Hard Scattering Factorization from Effective Field Theory
Christian W. Bauer, Sean Fleming, Dan Pirjol, Ira Z. Rothstein, Iain W. Stewart
TL;DR
This paper demonstrates how gauge symmetries within soft-collinear effective theory (SCET) simplify proofs of factorization for high-energy hadronic processes, including back-to-back jets. By separating collinear, soft, and usoft modes and employing field redefinitions and Wilson lines, factorization emerges at the operator level to all orders in αs at leading power, applicable to exclusive (π-γ and meson form factors) and inclusive (DIS, Drell-Yan, DVCS) observables. The approach yields concise, gauge-invariant derivations of factorized forms, expressing amplitudes as hard coefficients convolved with universal nonperturbative matrix elements (DAs, PDFs, and NFPDFs). The results reproduce known limits (e.g., Brodsky-Lepage, Callan-Gross) within the SCET framework and set the stage for systematic power corrections and resummations in a broad class of processes.
Abstract
In this paper we show how gauge symmetries in an effective theory can be used to simplify proofs of factorization formulae in highly energetic hadronic processes.

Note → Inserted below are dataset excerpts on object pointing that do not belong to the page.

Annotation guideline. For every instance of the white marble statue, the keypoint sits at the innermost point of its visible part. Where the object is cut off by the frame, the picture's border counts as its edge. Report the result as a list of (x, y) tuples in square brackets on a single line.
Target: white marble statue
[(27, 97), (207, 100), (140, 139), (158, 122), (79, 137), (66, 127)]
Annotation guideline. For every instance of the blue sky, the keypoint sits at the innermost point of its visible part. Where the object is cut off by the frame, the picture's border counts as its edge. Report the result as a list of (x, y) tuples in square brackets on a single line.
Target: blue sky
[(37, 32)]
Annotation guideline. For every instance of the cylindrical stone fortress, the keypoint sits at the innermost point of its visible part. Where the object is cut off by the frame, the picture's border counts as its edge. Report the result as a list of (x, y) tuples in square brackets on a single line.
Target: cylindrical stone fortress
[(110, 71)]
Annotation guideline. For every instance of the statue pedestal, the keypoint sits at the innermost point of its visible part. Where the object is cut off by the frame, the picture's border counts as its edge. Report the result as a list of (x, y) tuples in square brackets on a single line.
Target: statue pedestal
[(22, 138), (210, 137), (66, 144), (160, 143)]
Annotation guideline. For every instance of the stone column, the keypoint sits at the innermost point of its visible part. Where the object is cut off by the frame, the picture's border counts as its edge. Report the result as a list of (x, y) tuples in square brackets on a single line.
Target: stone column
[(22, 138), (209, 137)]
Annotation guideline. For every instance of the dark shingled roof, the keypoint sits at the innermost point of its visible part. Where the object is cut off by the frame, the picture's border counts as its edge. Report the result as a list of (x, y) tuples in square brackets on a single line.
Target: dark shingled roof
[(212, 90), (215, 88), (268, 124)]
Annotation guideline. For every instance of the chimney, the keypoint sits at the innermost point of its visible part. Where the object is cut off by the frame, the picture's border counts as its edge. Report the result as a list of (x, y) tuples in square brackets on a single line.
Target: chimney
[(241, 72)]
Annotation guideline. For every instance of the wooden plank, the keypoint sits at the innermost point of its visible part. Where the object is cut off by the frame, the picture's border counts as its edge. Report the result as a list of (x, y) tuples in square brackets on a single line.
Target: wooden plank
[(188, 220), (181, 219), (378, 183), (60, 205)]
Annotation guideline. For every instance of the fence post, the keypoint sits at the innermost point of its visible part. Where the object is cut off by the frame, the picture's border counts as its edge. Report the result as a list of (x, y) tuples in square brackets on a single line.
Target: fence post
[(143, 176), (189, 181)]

We use the soft-collinear effective theory, generalized to deal with back-to-back jets of collinear particles. Our proofs do not depend on the choice of a particular gauge, and the formalism is applicable to both exclusive and inclusive factorization. As examples we treat the pi-gamma form factor (gamma gamma* -> pi^0), light meson form factors (gamma* M -> M), as well as deep inelastic scattering (e- p -> e- X), Drell-Yan (p pbar -> X l+ l-), and deeply virtual Compton scattering (gamma* p -> gamma(*) p).